I'm working with a CSV in which one column of numbers is separated with commas (ex. 1,000,000 = 1000000) Is there a way I can replace the entire column? When I try:
replace(df2.Volume, "," => "")
it gives me back the entire column as if nothing has changed. ... and when I tried:
julia> parse(Int, replace("df2.Volume",","=>"") )
ERROR: ArgumentError: invalid base 10 digit 'd' in "df2.Volume"
Stacktrace:
[1] tryparse_internal(#unused#::Type{Int64}, s::String, startpos::Int64, endpos::Int64, base_::Int64, raise::Bool)
@ Base .\parse.jl:137
[2] parse(::Type{Int64}, s::String; base::Nothing)
@ Base .\parse.jl:241
[3] parse(::Type{Int64}, s::String)
@ Base .\parse.jl:241
[4] top-level scope
@ REPL[263]:1
The data is all numbers in the millions, so how can I remove these commas?? I appreciate your help! Source: https://testdataframesjl.readthedocs.io/en/readthedocs/subsets/
CodePudding user response:
You can do something like:
df.Volume = [parse(Int, replace(v, ","=>"")) for v in df.Volume]
CodePudding user response:
A column of a DataFrame in Julia is a Vector.

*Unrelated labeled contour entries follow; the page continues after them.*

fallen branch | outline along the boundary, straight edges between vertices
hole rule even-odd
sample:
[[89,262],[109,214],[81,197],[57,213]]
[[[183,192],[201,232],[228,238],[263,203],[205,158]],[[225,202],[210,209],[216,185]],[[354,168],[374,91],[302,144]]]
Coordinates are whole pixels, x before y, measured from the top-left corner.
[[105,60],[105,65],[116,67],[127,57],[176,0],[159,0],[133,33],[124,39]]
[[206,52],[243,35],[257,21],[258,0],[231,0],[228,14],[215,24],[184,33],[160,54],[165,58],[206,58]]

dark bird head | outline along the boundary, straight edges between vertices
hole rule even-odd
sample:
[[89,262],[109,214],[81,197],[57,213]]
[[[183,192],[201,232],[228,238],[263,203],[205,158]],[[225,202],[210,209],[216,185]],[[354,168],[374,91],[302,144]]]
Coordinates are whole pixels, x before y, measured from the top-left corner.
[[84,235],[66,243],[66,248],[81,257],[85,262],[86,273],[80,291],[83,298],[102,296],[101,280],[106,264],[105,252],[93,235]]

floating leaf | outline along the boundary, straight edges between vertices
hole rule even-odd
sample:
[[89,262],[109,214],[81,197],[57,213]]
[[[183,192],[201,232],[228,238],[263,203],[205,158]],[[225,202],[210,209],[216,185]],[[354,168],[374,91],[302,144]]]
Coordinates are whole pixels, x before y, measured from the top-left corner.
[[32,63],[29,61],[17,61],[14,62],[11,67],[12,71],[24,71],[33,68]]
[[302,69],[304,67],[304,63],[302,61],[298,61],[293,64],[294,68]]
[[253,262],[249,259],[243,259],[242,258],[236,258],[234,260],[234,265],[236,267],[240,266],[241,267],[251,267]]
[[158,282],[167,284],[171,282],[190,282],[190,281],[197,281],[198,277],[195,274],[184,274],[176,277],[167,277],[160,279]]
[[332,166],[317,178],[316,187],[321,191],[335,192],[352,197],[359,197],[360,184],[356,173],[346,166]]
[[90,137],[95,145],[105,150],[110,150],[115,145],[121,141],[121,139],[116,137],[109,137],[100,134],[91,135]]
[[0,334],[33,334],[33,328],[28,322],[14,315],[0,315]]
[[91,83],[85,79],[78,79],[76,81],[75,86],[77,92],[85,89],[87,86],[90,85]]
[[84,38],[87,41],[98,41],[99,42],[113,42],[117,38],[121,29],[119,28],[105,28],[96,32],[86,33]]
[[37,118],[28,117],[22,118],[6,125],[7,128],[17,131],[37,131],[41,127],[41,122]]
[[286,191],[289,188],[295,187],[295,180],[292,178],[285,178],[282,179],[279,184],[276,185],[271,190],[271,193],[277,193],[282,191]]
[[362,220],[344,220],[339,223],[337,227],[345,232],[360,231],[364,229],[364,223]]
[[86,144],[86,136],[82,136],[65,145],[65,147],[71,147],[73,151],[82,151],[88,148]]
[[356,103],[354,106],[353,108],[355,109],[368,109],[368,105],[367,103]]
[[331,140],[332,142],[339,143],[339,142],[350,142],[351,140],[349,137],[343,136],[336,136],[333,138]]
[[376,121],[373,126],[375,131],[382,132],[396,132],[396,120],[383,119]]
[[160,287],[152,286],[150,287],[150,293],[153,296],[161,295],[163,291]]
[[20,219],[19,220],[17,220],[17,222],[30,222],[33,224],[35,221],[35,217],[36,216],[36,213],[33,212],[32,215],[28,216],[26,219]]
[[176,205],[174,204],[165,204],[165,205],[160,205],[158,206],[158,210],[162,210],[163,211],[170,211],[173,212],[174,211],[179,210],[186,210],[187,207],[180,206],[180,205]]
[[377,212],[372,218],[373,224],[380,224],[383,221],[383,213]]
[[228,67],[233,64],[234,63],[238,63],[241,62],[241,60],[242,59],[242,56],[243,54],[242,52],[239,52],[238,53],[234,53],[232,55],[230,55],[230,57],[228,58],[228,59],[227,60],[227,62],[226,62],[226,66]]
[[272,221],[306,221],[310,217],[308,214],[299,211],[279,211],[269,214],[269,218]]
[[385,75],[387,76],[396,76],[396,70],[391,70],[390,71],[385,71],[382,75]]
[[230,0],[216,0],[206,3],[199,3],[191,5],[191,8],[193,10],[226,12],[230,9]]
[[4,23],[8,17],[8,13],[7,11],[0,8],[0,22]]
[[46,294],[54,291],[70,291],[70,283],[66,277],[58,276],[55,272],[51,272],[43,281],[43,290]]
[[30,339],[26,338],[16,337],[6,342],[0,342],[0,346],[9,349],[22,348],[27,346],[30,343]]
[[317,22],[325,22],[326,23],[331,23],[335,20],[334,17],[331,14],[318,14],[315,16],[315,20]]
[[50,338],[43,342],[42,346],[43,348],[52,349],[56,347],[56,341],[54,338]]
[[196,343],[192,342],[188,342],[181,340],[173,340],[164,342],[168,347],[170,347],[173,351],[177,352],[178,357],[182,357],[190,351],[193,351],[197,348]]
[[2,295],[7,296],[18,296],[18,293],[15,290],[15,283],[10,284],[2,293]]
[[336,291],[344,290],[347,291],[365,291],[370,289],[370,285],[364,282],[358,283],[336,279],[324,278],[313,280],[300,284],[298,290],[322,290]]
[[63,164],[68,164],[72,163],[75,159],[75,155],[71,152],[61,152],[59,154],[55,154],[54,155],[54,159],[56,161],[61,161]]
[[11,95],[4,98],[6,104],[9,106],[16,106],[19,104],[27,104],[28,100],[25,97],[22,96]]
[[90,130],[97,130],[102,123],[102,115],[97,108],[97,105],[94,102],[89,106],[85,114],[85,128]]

Hence if you want to do something with the entire column you usually need to vectorize the operation using the dot (.) operator.
julia> df = DataFrame(Volume=["1,000","1,000,000","1,000,000,0000"]);
julia> df.VolumeOK = replace.(df.Volume, "," => "");
julia> df
3×2 DataFrame
Row │ Volume VolumeOK
│ String String
─────┼─────────────────────────────
1 │ 1,000 1000
2 │ 1,000,000 1000000
3 │ 1,000,000,0000 10000000000
Note the dot . after replace.
You can of course further parse it to Int using vectorized parse function such as parse.(Int, df.VolumeOK).
Finally, note that you could handle all issues directly when reading data with CSV.jl such as:
CSV.read("df.csv", delim=";", decimal=",")